This matters because consumers have little reason to care about 5G. The operators care a lot because it allows them to rationalize their IT systems and save a lot of money. The vendors care because it lets the handset and chip makers sell more gear, and the infrastructure makers tack on new software licenses. But consumers only get modest speed boots. This will change when they get mmWave signals. Those will be fast, 1 Gbps and up.
That being said, as it stands right now, consumers are not getting those speeds any time soon. Verizon is, by far, the leading proponent of mmWave. They have particular spectrum concerns driving this, but none of the other US carriers are in a big hurry to deploy mmWave, nor are very many international operators. And even Verizon is not really pushing that hard. Their capex budget for 2021 is forecast to be essentially flat with 2020, and as that 14,000 figure demonstrates, they are not really moving anywhere close to commercial service.
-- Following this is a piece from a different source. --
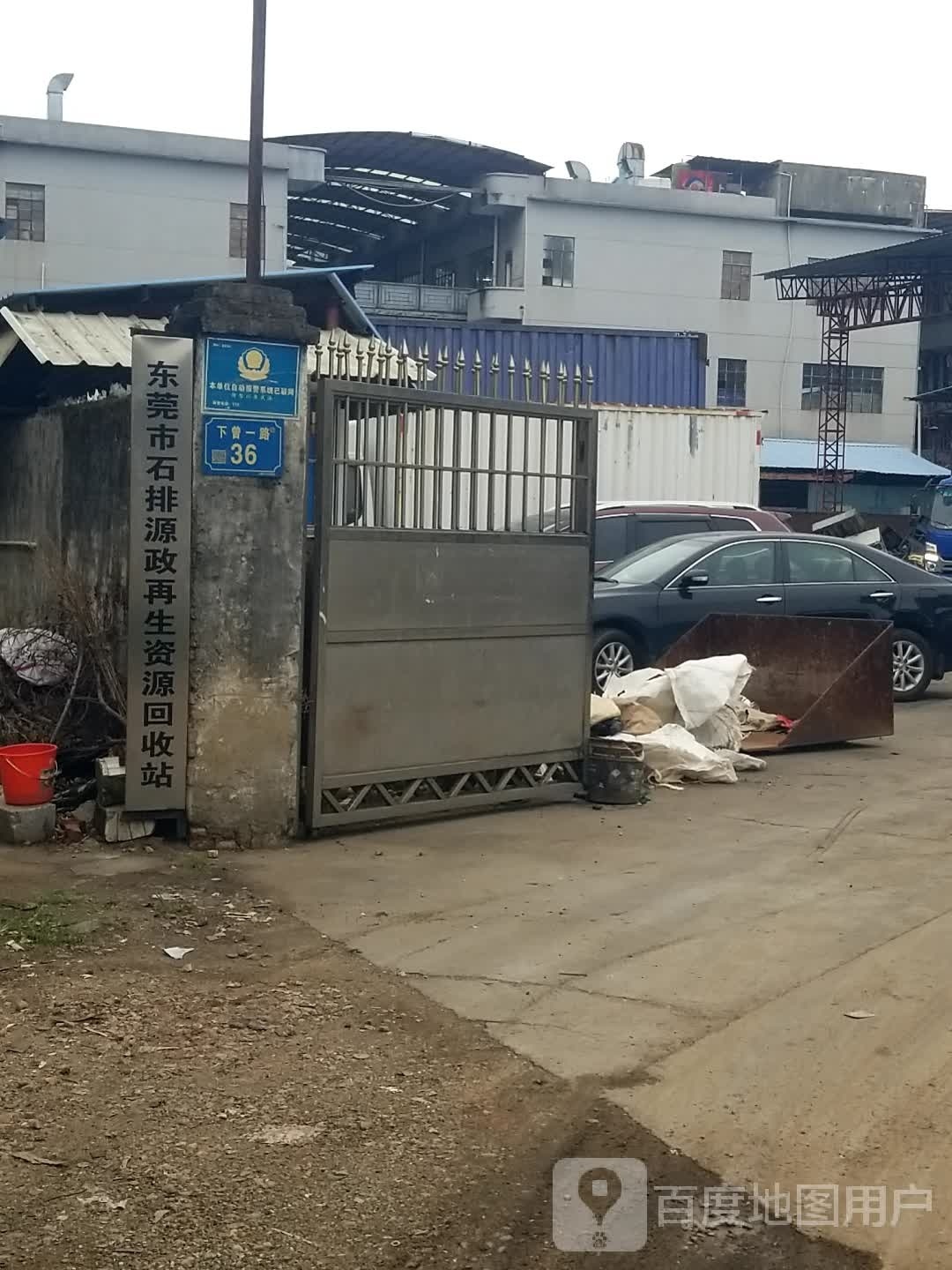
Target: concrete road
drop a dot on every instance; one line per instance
(701, 955)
This also matters to a host of other companies. We have lost track about how much marketing material we have seen in the past two years showing all the industries just bursting with energy to deploy 5G applications. As we have noted frequently, most of those are hollow marketing, not real business. However, it does matter for a few, notably Augmented Reality, autonomous cars and drones. Companies piloting these would really like to see super low latency, high bandwidth mmWave. Unfortunately for them, they are not likely to get those signals any time soon.